I want to be delicate in crafting this column, for I know those who tune in for Olympic figure skating take it as seriously as any American Idol voter or New York Yankee fan. The slightest stumble — to say nothing of an actual meeting of keister and ice — is enough to spike blood pressure. This is a sport in which a pipe-wielding hit-man made news not that long ago. I know the gravity of the subject matter.

But I have a problem with a sport in which I can’t recognize a winner from a “loser.” The subtleties between Lysacek’s performance and that of 2006 Olympic champ Evgeni Plushenko may have jumped out — like a triple salchow! — for the judges entrusted with awarding medals in Vancouver. But from my couch? Two fine athletes, each able to do with their bodies on ice what I couldn’t do in a swimming pool. And synchronized to music. To crown one Olympic champion — again, in my view — is as subjective as awarding an Oscar or Grammy.

It doesn’t have to be this way. When the International Olympic Committee finally calls, here’s my solution for the figure-skating competition.

To begin with, the field will be drawn up in brackets, like a tennis tournament. National champions will be seeded higher, with an open draw to determine placement of other skaters. As we learn every March, nothing builds fan interest like a good bracket. Only regulation: skaters from the same country cannot face each other in the first round.

“Face each other?” you ask. Absolutely, and this is the game-changer in my new figure-skating format. Two skaters on the ice at the same time. Four-and-a-half minutes together, with music they are presented at the time of the draw (allowing skaters, at minimum, three days to choreograph their routines; we’re looking for skating champions, not dancing stars).

This would actually bring competition — an opponent — into the fold. Whether it’s another team, a clock, or even par on a golf course, an athlete needs to be confronting an adversary to truly achieve greatness in sports. Imagine the Olympic field being winnowed down to Lysacek vs. Plushenko in the finals, each to take the ice one last time, forced to perform his best routine of the tournament … without crashing into his rival.  (A bracket format would require more routines to be skated by each competitor. If Olympic swimmers can handle three races in a day, skaters can take on some extra ice time.)

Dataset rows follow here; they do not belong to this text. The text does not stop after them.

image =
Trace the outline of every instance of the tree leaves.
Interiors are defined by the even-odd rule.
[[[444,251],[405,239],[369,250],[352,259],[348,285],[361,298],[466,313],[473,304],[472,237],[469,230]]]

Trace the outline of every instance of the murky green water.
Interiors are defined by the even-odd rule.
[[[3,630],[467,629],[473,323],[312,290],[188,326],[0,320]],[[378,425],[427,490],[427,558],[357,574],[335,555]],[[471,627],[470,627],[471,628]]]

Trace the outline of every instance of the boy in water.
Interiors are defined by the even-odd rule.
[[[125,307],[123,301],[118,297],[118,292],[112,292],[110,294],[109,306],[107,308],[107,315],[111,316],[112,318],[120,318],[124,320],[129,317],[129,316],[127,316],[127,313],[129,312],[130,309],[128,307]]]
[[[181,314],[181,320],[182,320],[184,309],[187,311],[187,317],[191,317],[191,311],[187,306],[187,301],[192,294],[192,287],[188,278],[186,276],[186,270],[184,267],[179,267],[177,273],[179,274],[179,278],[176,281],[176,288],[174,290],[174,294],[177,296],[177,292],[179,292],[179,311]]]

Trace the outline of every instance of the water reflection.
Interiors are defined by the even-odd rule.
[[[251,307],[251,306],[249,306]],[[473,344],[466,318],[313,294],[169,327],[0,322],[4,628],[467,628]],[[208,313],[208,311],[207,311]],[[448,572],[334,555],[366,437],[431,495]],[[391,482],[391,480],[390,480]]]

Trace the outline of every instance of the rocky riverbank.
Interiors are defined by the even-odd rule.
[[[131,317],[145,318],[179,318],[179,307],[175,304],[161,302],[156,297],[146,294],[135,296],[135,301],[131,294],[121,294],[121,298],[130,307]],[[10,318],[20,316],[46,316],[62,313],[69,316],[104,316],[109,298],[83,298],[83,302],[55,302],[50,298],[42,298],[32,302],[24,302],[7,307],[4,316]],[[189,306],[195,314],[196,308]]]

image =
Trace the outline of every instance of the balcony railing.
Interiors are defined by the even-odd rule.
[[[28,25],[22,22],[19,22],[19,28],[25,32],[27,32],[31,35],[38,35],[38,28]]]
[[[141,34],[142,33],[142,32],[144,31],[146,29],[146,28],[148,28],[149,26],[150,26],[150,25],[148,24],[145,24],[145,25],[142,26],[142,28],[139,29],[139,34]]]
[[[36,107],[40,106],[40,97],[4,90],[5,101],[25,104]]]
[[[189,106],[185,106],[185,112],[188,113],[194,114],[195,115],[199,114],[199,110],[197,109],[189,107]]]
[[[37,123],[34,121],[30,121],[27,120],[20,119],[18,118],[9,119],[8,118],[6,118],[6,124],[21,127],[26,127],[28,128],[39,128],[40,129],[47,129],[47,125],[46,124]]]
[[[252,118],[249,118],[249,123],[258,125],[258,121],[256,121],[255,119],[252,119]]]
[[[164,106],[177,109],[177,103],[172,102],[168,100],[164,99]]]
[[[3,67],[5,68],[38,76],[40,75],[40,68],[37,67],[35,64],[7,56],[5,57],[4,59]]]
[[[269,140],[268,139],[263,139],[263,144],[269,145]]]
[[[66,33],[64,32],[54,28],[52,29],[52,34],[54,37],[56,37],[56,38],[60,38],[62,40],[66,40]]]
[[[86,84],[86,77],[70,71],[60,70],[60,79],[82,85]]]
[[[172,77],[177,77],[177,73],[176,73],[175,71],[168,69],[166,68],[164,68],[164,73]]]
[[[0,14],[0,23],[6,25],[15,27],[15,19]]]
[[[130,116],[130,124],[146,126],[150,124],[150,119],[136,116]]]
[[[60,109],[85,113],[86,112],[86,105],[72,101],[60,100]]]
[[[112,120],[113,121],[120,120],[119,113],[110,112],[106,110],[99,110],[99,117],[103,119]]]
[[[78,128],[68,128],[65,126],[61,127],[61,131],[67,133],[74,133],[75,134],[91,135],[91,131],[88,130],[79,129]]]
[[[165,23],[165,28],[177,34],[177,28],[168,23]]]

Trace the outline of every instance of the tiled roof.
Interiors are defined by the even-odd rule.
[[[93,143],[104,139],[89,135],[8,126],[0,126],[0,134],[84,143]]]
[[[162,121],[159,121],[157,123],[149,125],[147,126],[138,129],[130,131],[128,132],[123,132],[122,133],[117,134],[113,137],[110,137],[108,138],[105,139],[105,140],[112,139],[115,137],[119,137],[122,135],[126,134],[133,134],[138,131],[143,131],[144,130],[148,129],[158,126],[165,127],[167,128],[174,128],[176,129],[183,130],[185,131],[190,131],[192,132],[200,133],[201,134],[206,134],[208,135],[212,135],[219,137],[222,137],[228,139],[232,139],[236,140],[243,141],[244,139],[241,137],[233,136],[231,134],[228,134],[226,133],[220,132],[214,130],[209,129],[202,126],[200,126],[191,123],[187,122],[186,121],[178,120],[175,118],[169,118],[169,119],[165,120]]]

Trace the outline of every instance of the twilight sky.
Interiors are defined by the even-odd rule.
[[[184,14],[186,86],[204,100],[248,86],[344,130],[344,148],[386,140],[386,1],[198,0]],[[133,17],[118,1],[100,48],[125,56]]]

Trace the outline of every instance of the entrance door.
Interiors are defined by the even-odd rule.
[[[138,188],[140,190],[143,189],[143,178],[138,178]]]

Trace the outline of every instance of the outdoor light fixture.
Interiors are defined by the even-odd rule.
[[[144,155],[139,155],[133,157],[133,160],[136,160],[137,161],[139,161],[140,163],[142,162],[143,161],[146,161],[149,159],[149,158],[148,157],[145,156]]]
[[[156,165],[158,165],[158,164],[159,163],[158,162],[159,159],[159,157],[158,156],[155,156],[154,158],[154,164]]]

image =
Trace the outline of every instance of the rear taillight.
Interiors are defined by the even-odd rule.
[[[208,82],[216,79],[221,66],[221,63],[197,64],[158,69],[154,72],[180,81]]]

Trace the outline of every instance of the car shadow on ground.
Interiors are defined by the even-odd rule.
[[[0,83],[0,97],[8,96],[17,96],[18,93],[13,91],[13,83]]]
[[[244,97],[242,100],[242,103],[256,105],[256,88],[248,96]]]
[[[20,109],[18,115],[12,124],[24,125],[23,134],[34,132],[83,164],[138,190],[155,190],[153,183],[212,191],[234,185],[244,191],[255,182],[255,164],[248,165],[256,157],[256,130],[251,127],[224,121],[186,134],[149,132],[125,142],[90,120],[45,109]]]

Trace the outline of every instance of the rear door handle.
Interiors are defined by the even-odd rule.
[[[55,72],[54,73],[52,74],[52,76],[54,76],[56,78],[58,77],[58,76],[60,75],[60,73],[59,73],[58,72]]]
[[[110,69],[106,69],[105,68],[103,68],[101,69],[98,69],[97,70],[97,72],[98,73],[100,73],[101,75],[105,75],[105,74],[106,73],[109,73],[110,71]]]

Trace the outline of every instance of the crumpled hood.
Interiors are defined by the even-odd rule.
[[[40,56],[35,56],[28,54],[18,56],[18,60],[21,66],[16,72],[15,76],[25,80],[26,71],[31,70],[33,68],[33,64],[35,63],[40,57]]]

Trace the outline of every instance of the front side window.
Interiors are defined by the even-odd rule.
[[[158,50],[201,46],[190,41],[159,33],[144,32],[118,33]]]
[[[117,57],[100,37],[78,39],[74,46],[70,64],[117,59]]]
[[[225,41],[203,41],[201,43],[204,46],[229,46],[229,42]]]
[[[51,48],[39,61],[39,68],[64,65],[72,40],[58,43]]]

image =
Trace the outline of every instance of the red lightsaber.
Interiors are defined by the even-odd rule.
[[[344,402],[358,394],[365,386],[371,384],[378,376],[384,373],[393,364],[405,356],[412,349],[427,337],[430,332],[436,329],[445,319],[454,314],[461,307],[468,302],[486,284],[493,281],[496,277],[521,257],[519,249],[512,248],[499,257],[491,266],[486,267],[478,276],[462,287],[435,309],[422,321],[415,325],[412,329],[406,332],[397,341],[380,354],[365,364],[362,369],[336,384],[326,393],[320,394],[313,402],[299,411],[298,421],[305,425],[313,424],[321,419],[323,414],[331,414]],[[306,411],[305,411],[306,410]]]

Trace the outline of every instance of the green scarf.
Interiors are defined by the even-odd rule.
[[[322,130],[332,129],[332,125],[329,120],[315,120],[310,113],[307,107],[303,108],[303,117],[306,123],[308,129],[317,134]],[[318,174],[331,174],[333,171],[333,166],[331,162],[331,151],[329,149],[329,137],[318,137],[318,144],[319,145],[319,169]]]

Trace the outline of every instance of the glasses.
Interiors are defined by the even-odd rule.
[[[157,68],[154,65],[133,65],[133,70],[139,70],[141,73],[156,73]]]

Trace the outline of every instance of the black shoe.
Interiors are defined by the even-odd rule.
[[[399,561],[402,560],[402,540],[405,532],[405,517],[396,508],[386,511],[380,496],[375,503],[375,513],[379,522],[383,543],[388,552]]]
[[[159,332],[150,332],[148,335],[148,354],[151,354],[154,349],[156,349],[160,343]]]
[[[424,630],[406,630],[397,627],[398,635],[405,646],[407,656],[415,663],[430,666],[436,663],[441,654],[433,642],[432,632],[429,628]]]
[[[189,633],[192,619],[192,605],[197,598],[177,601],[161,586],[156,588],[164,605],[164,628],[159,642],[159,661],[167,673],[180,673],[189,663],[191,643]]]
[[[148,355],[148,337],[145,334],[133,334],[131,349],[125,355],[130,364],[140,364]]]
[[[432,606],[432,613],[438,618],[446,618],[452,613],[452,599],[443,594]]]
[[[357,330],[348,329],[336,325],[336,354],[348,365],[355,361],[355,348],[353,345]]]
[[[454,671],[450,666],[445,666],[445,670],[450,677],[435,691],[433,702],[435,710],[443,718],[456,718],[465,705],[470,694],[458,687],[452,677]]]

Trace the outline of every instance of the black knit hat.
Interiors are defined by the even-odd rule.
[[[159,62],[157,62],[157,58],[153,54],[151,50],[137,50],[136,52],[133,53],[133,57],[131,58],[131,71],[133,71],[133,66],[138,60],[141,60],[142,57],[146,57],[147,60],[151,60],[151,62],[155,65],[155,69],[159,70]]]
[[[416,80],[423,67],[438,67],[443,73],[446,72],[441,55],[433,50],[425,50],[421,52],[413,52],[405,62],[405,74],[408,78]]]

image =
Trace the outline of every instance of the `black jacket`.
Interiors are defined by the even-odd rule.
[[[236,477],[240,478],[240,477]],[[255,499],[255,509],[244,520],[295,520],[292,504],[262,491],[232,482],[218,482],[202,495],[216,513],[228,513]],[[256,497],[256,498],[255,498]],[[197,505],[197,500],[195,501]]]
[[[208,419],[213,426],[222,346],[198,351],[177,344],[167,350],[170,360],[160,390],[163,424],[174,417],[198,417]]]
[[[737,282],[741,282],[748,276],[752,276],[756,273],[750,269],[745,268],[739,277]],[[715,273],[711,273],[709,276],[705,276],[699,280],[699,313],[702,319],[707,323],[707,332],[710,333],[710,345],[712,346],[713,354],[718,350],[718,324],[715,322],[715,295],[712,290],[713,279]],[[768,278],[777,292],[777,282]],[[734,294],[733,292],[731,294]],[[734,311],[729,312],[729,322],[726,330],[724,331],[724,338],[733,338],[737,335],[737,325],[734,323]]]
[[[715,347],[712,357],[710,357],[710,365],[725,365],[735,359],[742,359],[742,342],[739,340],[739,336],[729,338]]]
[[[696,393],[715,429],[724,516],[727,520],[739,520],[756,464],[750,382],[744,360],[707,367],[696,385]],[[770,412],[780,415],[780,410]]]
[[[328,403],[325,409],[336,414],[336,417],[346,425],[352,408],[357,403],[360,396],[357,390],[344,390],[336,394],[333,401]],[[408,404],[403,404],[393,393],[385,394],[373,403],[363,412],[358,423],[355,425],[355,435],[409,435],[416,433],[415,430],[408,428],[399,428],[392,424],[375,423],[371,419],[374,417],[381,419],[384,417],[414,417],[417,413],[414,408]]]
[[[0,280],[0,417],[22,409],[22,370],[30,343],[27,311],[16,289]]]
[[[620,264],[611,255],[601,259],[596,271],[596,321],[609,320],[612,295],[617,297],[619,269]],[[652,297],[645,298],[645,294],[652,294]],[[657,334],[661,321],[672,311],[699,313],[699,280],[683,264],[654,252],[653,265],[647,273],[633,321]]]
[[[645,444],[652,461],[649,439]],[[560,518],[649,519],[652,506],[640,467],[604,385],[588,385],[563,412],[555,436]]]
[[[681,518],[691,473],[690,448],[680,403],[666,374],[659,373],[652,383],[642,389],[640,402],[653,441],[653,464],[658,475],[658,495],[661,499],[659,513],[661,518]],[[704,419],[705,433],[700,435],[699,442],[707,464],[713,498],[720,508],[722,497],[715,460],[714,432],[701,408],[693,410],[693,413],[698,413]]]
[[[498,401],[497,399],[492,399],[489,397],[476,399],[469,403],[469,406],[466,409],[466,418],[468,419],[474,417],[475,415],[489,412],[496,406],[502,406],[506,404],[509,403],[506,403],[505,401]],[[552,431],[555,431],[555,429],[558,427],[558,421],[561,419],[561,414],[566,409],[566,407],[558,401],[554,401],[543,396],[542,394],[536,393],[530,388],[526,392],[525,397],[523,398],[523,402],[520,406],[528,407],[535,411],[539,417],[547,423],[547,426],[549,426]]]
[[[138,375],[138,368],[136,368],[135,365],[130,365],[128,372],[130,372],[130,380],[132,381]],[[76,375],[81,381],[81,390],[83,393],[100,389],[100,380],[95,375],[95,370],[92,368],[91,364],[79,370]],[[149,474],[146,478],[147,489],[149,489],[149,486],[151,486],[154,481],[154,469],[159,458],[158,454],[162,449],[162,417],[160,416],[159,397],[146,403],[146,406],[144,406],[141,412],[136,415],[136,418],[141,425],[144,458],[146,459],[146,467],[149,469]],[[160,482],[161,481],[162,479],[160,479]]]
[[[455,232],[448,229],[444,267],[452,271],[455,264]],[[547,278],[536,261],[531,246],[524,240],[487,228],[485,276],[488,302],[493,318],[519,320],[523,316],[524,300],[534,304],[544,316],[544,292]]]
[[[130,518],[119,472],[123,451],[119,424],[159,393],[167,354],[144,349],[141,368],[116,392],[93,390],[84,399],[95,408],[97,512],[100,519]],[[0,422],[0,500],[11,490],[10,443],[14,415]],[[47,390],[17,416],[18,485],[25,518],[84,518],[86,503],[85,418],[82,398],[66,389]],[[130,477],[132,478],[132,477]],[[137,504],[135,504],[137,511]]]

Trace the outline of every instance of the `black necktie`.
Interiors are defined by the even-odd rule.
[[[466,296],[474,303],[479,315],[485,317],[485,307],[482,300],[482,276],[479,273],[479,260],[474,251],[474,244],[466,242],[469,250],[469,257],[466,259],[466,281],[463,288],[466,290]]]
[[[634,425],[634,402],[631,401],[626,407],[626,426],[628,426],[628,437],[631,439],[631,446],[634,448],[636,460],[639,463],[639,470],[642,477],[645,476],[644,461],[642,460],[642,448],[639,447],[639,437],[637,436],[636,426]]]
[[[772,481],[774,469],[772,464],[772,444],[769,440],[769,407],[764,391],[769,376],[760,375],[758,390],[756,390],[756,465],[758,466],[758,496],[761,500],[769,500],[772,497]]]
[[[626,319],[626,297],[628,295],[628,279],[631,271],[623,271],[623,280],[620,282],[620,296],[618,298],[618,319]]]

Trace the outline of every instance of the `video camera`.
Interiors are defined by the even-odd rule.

And finally, our new scoring system. Skaters would accumulate points for each jump and each technical maneuver, based on the value as determined by international judges. Unlike the current system, though, the points would show up on a scoreboard as the routines are being performed. “Plushenko takes a 15 point lead early, only to have Lysacek close the gap with back-to-back triple axels!” Can you imagine the drama if Ms. Flatt were trailing the favored Kim with 30 seconds to go in their routine, and the entire world knew she had to hit three flawless jumps to take the gold? I, for one, would be falling off that couch, screaming at my television, “C’mon Rachael! Jump, baby, jump!!”

All the artistry would still be there, all the beauty that makes figure skating so attractive to so many. But it would also feel like sports, where battling something a little more fearsome than a panel of judges is generally part of the mix.

“Jump Rachael! Jump!!”

By Frank Murtaugh

Frank Murtaugh is the managing editor of Memphis magazine. He's covered sports for the Flyer for two decades. "From My Seat" debuted on the Flyer site in 2002 and "Tiger Blue" in 2009.